NVIDIA / ngc-container-environment-modules

Environment modules for NGC containers
MIT License
29 stars 7 forks source link

Use try_load() instead of load() for Singularity module #2

Closed lgorenstein closed 3 years ago

lgorenstein commented 3 years ago

For sites that don't have a separate Singularity module, current modules will throw an error in

if not (isloaded("Singularity")) then
    load("Singularity")
end

(i.e. sites would have to manually comment out this snippet in every modulefile every time they grab an updated copy of this repository).

Doing a try_load("Singularity") would make it a soft fail instead, and the module would proceed quietly.

samcmill commented 3 years ago

Thanks for the feedback @lgorenstein.

Module behavior and naming is site specific. For the sites that do require loading a module to use Singularity and the module isn't named Singularity, try_load() would silently fail. I think it's better for it to error out in that case.

One option could be to check an environment variable. If the variable is defined, then skip load("Singularity"). Thoughts?

lgorenstein commented 3 years ago

Yes, I like the environment variable idea! The variable may then be either a boolean flag (NGCCEM_LOAD_SINGULARITY=0), or even a name of the module to load (NGCCEM_SINGULARITY_MODULE="myCustomSingularity/1.2.3" or empty to skip).

This way sites can define a core module ngc/default.lua module along the lines of

setenv("NGC_IMAGE_DIR", "/opt/ngc/images")
setenv("NGCCEM_SINGULARITY_MODULE", "")
if (mode() == "load" or mode() == "unload") then
        prepend_path("MODULEPATH", "/opt/ngc/modulefiles")
end

and have an easy way to load and customize things.

lgorenstein commented 3 years ago

Along the same vein, I was thinking a lot about ways to make one place for site-specific changes that could be effectively ingested/sourced by all NGC modules. So that half a year from now when I pull a new copy of this repo to re-deploy on our clusters, I would not have to re-edit all 41+ modulefiles :)

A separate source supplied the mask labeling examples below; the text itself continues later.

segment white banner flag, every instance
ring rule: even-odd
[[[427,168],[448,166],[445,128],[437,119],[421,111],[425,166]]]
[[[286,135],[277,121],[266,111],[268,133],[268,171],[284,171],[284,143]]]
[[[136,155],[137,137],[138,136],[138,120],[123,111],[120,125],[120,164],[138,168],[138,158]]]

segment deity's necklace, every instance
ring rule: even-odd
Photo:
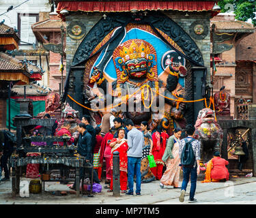
[[[221,98],[221,93],[222,93],[222,91],[220,92],[220,99],[222,102],[225,102],[226,100],[226,93],[225,93],[224,95],[224,99]]]

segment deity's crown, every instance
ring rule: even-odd
[[[119,52],[120,57],[124,62],[141,57],[147,59],[150,53],[150,49],[148,46],[146,47],[143,42],[139,46],[134,41],[132,41],[129,48],[124,46],[123,50],[120,50]]]

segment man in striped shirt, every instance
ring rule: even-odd
[[[186,140],[190,142],[190,140],[193,140],[191,142],[192,148],[194,151],[194,155],[195,157],[195,163],[194,165],[191,166],[182,166],[182,170],[183,170],[183,181],[182,185],[182,190],[180,192],[180,201],[181,202],[183,202],[184,201],[184,196],[186,193],[186,187],[189,181],[189,176],[190,176],[190,191],[189,194],[189,203],[193,203],[197,202],[197,200],[194,198],[195,189],[197,187],[197,174],[200,172],[200,151],[201,151],[201,143],[200,141],[197,140],[195,140],[193,138],[193,136],[195,134],[195,127],[192,125],[188,125],[186,127],[186,132],[188,135],[188,137],[186,138]],[[179,149],[179,155],[180,158],[181,158],[182,156],[182,150],[186,144],[186,141],[184,139],[181,140],[180,144],[180,149]]]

samcmill commented 3 years ago

This is my first pass at an environment variable approach. Thoughts?

local singularity_module = "Singularity"
if not (os.getenv("NGC_SINGULARITY_MODULE") == "none") then
        if (os.getenv("NGC_SINGULARITY_MODULE")) then
                singularity_module = os.getenv("NGC_SINGULARITY_MODULE")
        end
        if not (isloaded(singularity_module)) then
                load(singularity_module)
        end
end
lgorenstein commented 3 years ago

Yep, your snippet worked well for me. And here's my attempt to trim it:

local singularity_module = os.getenv("NGC_SINGULARITY_MODULE") or "Singularity"
if singularity_module ~= '' then
        if not (isloaded(singularity_module)) then
                load(singularity_module)
        end
end

Seems like a reasonable behavior:

NGC_SINGULARITY_MODULE singularity_module Action
unset "Singularity" gets loaded
set, non-empty "XXXXX" gets loaded
set but empty '' not loaded
lgorenstein commented 3 years ago

I personally would advocate an empty value as a more conventional way instead of 'none' value, but at the end both would solve the problem at hand.

samcmill commented 3 years ago

An empty value is ambiguous. To wit, it implies "use the default" to me, while to you it means "none". I'd rather be explicit.